On of my most nervous episodes flying occurred in Ontario many years ago. Every flight was cancelled due to bad a winter storm. After a while of laying on the floor with thousands of others it was announce my flight to Houston was going to take off regardless.
So we got on the plane and I had a window seat over the right wing.  I saw a person with a large hose pouring glycol (or something similar all over the wing. This was to prevent freezing. One passenger said they had never seen so much poured before. Now I am thinking this flight is leaving in this storm because this plane is _really _needed in Houston for some reason. So now the plane bugs out to the runway and quickly takes off. Away we went with no issues. I was staring at the wing for the first few minutes of flight thinking "dont freeze!" I have flown maybe 1000 times and despite some scary "puddle jumper"flights (small crafts over mountainous regions) I have always enjoyed trouble free flying.


----------



## oldman (Nov 2, 2019)

fmdog44 said:


> On of my most nervous episodes flying occurred in Ontario many years ago. Every flight was cancelled due to bad a winter storm. After a while of laying on the floor with thousands of others it was announce my flight to Houston was going to take off regardless.
> So we got on the plane and I had a window seat over the right wing.  I saw a person with a large hose pouring glycol (or something similar all over the wing. This was to prevent freezing. One passenger said they had never seen so much poured before. Now I am thinking this flight is leaving in this storm because this plane is _really _needed in Houston for some reason. So now the plane bugs out to the runway and quickly takes off. Away we went with no issues. I was staring at the wing for the first few minutes of flight thinking "don't freeze!" I have flown maybe 1000 times and despite some scary "puddle jumper"flights (small crafts over mountainous regions) I have always enjoyed trouble free flying.

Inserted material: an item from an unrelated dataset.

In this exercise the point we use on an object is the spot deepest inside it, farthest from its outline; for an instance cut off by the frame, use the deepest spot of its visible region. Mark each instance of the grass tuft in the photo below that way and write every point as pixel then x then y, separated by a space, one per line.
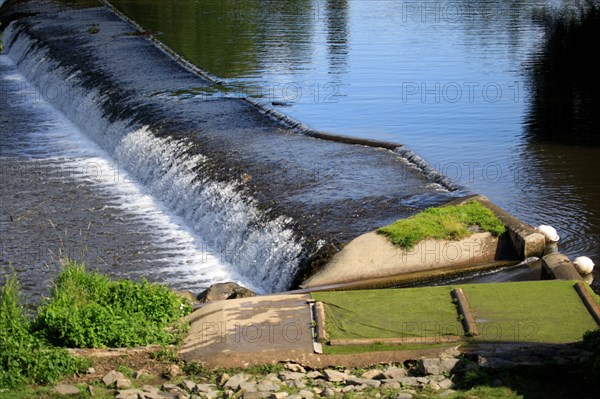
pixel 445 223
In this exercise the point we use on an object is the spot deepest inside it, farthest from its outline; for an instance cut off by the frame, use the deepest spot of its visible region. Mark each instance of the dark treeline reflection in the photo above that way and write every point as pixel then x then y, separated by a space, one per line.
pixel 565 106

As much as you like reading my stories, I also like reading stories of people's experiences. 
There are four types of deicing fluid. Depending on the severity of the build up determines which fluid is being used. Like you already stated, it is sprayed on the plane with pressure through a hose. Each airline is billed for the amount of fluid used. You are also correct that it is important for the plane to get to it's next destination because that plane may be needed to take passengers onto another destination. Airlines do not have spare planes sitting at other airports to be used as backups. The fifteen minutes we were late into LA may be made up by the pilots on the next flight if they are able to divert using a shorter route, or if they are approved to fly at a faster speed than what their flight plan calls for. If they can make up that loss of the fifteen minutes, that would put the plane back on schedule.


----------



## oldman (Dec 4, 2019)

This morning when I finally walked out to the great room, I looked out and saw that we received our first snowfall of the year. A whopping three inches That reminded me of the time when we were flying from LA to New York. Early morning in LA and the temp was a cool 56 degrees. That’s about right for January. We were given the latest weather report for New York. Temp: 22 degrees, Winds: 17 knots, Forecast: Snow around noon.

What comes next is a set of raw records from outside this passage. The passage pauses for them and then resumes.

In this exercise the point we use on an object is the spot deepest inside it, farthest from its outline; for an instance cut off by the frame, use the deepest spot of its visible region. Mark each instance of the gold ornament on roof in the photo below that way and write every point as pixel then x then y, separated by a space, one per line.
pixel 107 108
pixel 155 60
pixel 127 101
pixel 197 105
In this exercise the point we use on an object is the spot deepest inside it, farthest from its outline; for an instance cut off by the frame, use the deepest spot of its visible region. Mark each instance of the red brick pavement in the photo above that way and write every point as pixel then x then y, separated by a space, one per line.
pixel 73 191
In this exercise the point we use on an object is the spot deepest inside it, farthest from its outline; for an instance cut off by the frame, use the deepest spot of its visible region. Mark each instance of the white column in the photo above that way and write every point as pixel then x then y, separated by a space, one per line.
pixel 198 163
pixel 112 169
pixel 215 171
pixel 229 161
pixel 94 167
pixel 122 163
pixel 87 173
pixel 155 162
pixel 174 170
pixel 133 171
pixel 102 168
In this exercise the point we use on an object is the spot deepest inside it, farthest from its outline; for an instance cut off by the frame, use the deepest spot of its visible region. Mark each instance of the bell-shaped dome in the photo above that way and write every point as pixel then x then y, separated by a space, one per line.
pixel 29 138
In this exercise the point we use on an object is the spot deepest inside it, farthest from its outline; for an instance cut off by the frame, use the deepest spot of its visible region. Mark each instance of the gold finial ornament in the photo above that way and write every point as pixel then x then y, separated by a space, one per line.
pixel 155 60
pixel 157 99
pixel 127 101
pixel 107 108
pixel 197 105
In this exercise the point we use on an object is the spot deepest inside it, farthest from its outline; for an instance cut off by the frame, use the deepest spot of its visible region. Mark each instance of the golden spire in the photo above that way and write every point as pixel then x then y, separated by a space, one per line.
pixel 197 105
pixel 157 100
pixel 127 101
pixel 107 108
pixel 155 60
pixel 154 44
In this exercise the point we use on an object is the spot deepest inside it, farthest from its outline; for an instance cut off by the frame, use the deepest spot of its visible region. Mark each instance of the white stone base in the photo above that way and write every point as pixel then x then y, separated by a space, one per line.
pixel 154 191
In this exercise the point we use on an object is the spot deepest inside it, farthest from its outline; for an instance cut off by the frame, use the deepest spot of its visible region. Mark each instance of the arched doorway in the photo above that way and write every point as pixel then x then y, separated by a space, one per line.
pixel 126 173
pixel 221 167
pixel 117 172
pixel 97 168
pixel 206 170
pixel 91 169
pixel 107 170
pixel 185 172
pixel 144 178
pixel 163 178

As we began our decent into Kennedy, the weather had changed slightly. Temp: 20 degrees, Winds: 15 knots, Forecast: Light snow falling.
I kept my ear to the radio and heard that a 747 flown by China Air had reported sliding on touchdown. The First Officer (F/O) asked me what I wanted to do. I told him that we would be landing. We had an anti-skid protector on the plane, so I planned on engaging that just before landing.

As we got to Kennedy and we were in short-final for landing, we were told that the snow intensity had picked up and that they were putting down de-icing fluid. An Airbus A-320 landed in front of us and reported no issues. We followed and no issues, even the braking was normal. The Purser told us that there were some passengers praying while we landed and a few had their Rosary beads in hand as they left the plane.

We heard a lot of “Thank you” while we were still sitting in the cockpit finishing paperwork and the passengers were deplaning. People are grateful when they find out that their worries were needless.


----------



## Butterfly (Dec 5, 2019)

Oldman, above, you mentioned you were watching the Air Disasters program.  I watch those, too.  It's quite fascinating to me how complicated it all is to keep the plane ion the air.  I remember in particular one about a clogged "pitot (sp?) tube" and how amazing it was that such a small piece of equipment could bring down a whole plane.


----------



## oldman (Dec 5, 2019)

Butterfly said:


> Oldman, above, you mentioned you were watching the Air Disasters program.  I watch those, too.  It's quite fascinating to me how complicated it all is to keep the plane ion the air.  I remember in particular one about a clogged "pitot (sp?) tube" and how amazing it was that such a small piece of equipment could bring down a whole plane.


I probably watched the same story, but can't remember the significance of the Pitot tube in that episode. There are many instruments that are crucial when flying, especially if the pilot is flying per IFR or Instrument Flight Rules. It is usually crucial that pilots know the speed of their aircraft, especially if they are taking off, landing, or turning. Too slow of a speed and the plane may stall. This is never good. As a pilot, you never want to hear the Master Alarm sound.

I used to thank Elmer Sperry everyday for inventing the Autopilot.


----------